Л.А. Белозерская вспоминает: «Идет 1927 год. Подвернув под себя ногу калачиком (по семейной привычке: так любит сидеть тоже и сестра М.А. Надежда), зажегши свечи, пишет чаще всего Булгаков по ночам. А днем иногда читает куски какой-либо сцены из «Багрового острова» или повторяет какую-нибудь особо полюбившуюся ему фразу. «Ужас, ужас, ужас, ужас», — часто говорит он, как авантюрист и пройдоха Кири-Куки из этой пьесы. Его самого забавляет калейдоскопичность фабулы».16
Полное название пьесы Булгакова «Багровый остров.
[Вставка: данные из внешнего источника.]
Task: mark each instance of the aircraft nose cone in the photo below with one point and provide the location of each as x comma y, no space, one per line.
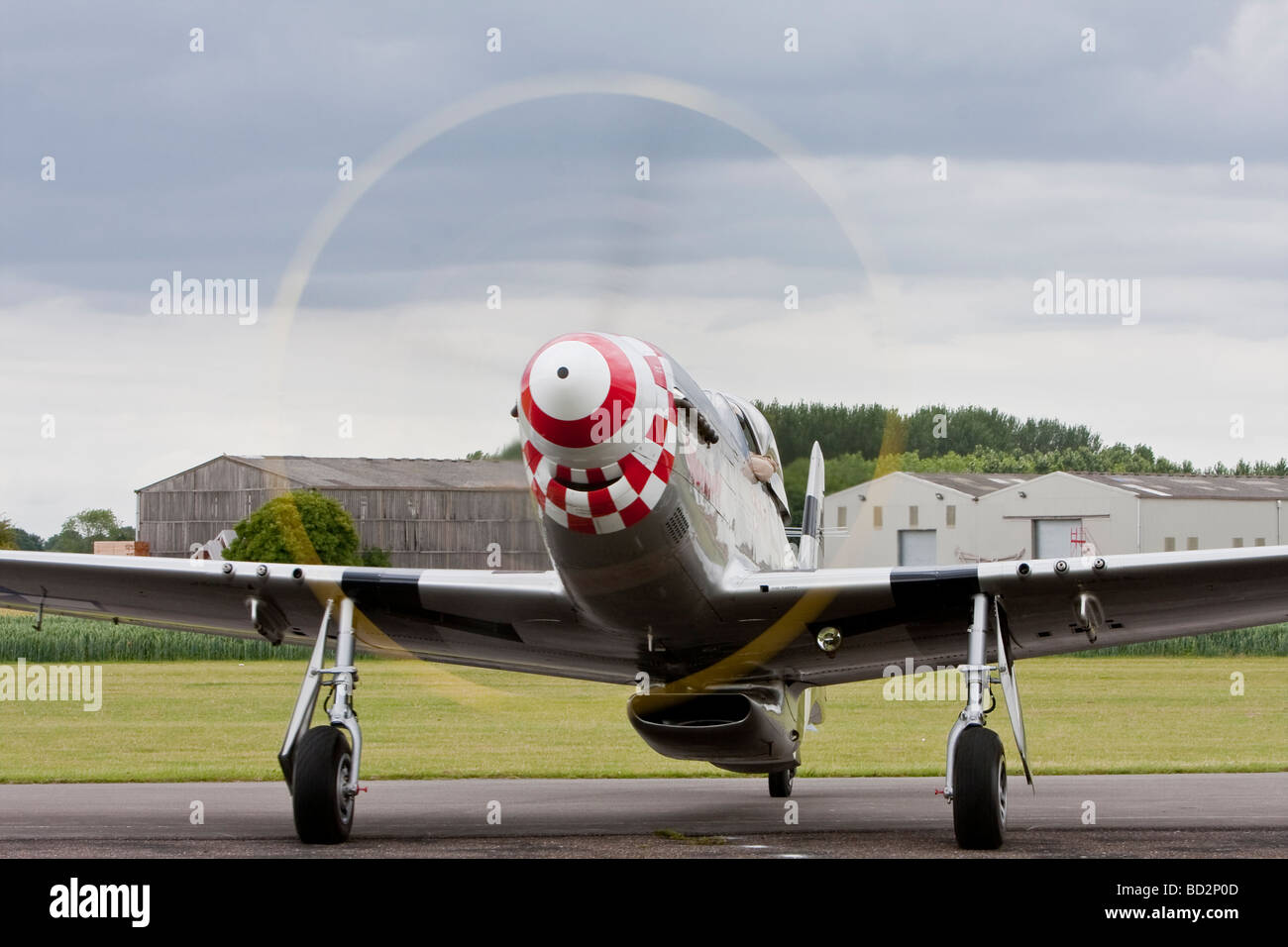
578,389
570,380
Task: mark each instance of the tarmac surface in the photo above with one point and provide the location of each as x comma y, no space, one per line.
1207,814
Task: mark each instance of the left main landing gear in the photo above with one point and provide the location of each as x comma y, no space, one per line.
977,764
320,764
781,783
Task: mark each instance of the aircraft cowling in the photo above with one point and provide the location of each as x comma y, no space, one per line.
741,731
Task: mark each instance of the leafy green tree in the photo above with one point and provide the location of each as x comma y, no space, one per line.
303,526
29,541
8,534
82,530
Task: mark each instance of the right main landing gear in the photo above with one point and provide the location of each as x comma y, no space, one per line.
320,767
977,764
781,783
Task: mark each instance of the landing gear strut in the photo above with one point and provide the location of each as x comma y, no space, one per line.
320,764
977,764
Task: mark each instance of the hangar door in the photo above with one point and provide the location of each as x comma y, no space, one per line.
1055,539
915,547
Генеральная репетиция пьесы гражданина Жюля Верна в театре Геннадия Панфиловича с музыкой, извержением вулкана и английскими матросами. В четырех действиях с прологом и эпилогом». Нельзя не заметить, что в «Багровом острове» много остроумных комических сцен, в которых схвачены детали театрального быта, а форма генеральной репетиции и сатирический ракурс, избранные писателем, открыли для него широкие изобразительные возможности.
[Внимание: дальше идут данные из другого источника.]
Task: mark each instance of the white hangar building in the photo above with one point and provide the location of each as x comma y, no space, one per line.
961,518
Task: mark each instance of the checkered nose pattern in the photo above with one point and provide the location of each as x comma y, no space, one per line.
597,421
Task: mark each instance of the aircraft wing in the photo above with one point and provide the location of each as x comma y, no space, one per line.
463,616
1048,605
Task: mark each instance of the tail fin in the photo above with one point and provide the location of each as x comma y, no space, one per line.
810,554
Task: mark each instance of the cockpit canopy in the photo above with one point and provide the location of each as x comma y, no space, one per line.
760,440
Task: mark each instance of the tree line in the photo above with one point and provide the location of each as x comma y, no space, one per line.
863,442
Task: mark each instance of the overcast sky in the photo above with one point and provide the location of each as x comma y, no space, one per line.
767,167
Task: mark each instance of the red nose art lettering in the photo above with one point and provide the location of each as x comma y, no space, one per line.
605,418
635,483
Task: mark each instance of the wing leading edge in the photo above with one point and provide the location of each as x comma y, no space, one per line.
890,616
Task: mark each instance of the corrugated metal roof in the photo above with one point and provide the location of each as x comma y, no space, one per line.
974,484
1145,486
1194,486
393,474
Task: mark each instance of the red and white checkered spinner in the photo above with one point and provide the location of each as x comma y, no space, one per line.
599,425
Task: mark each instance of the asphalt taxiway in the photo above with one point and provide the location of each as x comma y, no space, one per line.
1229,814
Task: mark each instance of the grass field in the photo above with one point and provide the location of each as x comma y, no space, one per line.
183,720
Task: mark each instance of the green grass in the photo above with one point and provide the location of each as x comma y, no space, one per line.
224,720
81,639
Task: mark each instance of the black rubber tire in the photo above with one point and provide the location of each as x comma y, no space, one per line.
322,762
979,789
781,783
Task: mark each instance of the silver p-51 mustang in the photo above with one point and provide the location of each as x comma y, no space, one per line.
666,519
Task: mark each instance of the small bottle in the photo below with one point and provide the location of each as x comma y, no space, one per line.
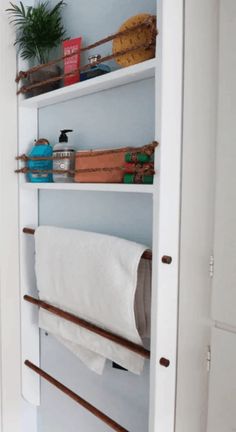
41,148
67,162
95,69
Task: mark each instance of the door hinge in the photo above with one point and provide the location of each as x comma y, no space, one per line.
209,359
211,266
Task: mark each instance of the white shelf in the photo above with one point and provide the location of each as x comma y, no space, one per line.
114,79
99,187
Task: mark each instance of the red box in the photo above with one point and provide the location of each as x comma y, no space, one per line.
72,64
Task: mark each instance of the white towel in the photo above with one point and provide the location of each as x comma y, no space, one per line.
93,276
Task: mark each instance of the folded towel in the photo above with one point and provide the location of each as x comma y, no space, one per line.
95,277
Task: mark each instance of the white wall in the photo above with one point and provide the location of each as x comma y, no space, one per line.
199,139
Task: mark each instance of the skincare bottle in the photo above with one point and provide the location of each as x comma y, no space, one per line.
95,69
41,149
64,155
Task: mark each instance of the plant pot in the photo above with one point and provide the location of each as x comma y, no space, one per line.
43,75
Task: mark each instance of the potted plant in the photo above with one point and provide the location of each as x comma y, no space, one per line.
39,30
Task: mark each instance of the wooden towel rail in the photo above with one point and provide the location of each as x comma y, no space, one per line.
31,231
97,413
89,326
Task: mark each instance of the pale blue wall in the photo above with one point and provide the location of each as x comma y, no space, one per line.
122,116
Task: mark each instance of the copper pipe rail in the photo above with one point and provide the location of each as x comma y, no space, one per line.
97,413
137,349
146,255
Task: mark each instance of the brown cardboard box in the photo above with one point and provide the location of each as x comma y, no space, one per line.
107,166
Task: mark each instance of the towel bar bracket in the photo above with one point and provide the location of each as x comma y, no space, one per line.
166,259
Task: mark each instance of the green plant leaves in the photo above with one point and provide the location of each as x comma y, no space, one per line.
39,29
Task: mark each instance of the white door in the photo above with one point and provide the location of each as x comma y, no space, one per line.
222,392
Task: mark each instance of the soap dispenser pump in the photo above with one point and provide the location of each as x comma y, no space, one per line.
64,161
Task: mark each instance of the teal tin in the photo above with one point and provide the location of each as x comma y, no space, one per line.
41,148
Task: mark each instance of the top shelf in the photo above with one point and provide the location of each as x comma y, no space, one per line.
114,79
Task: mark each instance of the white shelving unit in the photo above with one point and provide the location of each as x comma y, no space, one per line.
116,78
167,70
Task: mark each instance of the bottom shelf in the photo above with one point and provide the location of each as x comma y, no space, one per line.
99,187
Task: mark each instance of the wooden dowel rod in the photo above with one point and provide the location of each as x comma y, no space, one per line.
146,254
89,326
97,413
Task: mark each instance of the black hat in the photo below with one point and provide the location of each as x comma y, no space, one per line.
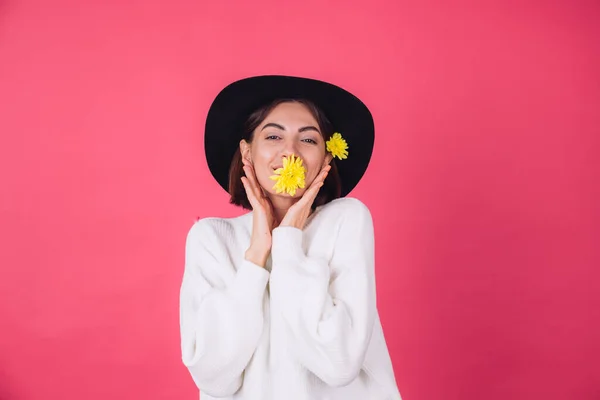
233,105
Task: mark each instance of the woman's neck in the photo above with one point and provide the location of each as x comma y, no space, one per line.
280,206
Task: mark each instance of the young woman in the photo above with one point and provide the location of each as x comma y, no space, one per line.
280,302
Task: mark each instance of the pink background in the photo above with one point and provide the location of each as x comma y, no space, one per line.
483,187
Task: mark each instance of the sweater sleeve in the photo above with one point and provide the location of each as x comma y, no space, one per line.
221,314
330,319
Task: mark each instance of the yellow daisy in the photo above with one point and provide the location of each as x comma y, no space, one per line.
290,177
337,146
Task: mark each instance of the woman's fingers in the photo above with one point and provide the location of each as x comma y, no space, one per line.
249,170
250,193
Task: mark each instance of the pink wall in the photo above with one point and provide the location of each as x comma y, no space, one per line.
484,184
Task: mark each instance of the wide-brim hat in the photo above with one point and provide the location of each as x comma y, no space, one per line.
233,105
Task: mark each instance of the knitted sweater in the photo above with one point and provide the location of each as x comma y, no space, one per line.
305,327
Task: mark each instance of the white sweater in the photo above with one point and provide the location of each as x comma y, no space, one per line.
305,327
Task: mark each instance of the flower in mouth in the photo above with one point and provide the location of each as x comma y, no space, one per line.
290,177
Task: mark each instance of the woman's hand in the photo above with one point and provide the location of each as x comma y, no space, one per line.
297,214
262,218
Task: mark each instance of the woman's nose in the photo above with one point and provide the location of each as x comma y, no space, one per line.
289,149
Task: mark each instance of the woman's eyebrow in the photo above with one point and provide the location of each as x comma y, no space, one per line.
280,127
274,125
309,128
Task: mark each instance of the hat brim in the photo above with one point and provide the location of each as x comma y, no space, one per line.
234,104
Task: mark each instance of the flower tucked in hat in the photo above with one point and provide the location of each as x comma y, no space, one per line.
337,146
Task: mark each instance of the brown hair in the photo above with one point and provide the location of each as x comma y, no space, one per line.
331,187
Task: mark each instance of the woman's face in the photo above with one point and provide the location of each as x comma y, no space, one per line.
289,129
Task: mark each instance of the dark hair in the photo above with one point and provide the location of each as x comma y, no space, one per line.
331,187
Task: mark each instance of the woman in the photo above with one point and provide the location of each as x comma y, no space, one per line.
280,302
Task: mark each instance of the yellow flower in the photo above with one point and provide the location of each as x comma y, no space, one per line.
290,177
337,146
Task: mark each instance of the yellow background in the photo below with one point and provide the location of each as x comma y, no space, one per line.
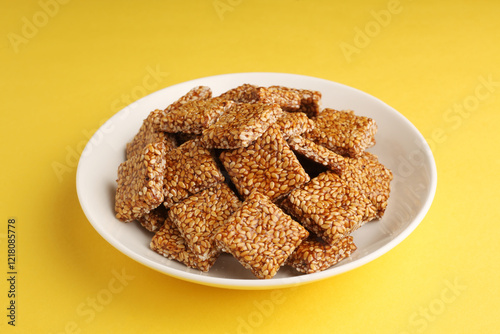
67,67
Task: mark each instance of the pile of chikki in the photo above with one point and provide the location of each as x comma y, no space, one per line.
262,173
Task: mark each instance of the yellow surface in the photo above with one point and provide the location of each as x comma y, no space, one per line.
68,66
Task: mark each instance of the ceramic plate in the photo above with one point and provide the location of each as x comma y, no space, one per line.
400,147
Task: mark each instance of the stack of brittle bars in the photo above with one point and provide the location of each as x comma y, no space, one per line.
262,173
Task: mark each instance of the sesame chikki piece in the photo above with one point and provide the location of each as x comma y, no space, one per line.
199,217
328,207
153,220
240,125
317,153
343,132
367,175
261,236
149,133
294,124
309,100
286,99
189,168
267,165
169,242
195,94
194,116
140,182
315,255
247,93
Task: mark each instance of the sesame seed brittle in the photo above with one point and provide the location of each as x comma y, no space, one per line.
327,206
261,236
314,255
261,173
240,125
140,183
343,132
199,217
189,168
267,165
169,242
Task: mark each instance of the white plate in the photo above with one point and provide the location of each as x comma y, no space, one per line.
399,146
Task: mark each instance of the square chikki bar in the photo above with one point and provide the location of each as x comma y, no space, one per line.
267,165
247,93
199,217
317,153
343,132
189,168
294,124
368,176
169,242
314,255
261,236
140,183
327,206
310,100
240,125
196,94
149,133
153,220
194,116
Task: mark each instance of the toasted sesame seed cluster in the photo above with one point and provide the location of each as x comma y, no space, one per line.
261,173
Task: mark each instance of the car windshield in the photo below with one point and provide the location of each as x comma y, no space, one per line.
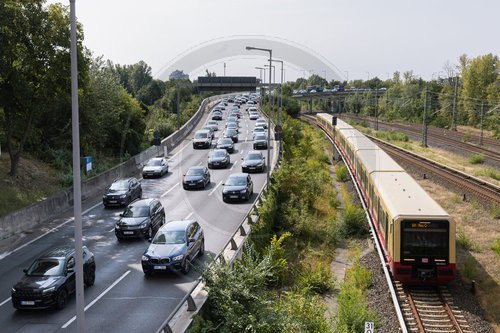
253,156
136,211
119,186
195,172
201,135
236,181
154,163
169,237
219,153
46,267
225,141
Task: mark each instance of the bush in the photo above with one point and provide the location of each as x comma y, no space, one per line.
317,281
465,242
341,173
476,159
496,247
352,311
353,222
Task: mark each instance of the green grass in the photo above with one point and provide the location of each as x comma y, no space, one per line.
496,247
476,159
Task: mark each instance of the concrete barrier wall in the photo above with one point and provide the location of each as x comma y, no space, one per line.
39,212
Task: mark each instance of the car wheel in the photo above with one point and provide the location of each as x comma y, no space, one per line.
150,233
89,277
61,298
202,248
187,266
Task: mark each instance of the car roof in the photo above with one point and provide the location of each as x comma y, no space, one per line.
176,225
141,202
60,252
238,175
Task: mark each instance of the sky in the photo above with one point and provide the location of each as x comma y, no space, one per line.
362,38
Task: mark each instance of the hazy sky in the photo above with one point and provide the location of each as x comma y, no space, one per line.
366,38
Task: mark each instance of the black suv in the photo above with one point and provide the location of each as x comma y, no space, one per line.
142,218
122,192
51,278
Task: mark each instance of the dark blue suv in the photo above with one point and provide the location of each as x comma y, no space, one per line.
173,248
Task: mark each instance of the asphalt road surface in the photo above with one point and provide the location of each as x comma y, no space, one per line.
122,299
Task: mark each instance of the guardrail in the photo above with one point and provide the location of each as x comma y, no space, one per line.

Главные герои пьесы «Багровый остров» — директор театра и актеры, разыгрывающие спектакль по пьесе Дымогацкого. В списке действующих лиц Булгаков выделяет несколько героев, обозначая их место в театре и роль, которую они исполняют в репетируемой пьесе. «Геннадий Панфилович, директор театра; он же лорд Эдвард Гленарван»; Василий Артурович Дымогацкий, он же Жюль Верн, он же Кири-Куки, проходимец при дворе»; «Метелкин Никанор, помощник режиссера, он же слуга Паспарту, он же ставит самовары Геннадию Панфиловичу, он же Говорящий Попугай».
Авторские рекомендации настраивают на восприятие однозначности героев. Действие же «Багрового острова», напротив, опровергает эту одномерность характеристик, в пьесе Булгакова возникают достаточно сложные фигуры людей, перекрученных временем, приспособившихся к нему или пытающихся приспособиться, как, к примеру, Дымогацкий, и оказавшиеся в ситуации, драматизм которой они сознают. В пьесе Булгакова звучит мысль, что сама жизнь, ее система, порождает Геннадиев Панфилычей и Василиев Артуровичей. Далее в списке действующих лиц перечислены герои пьесы Дымогацкого; в соответствии с духом его «творения» эти «герои» определены по их классовым признакам: «первый положительный туземец», «второй положительный туземец, актеры, исполняющие их роли, не обозначены. Это и не нужно: герои — куклы.
И только у одного из героев — Саввы Лукича — отсутствует авторская рекомендация. Это не случайно — Булгаков своим упоминанием (у героя нет фамилии, должности, нет намека ни на одно из его человеческих качеств) подчеркивает особость, выделенность из среды других героев Саввы Лукича, ибо он — олицетворение власти, силы.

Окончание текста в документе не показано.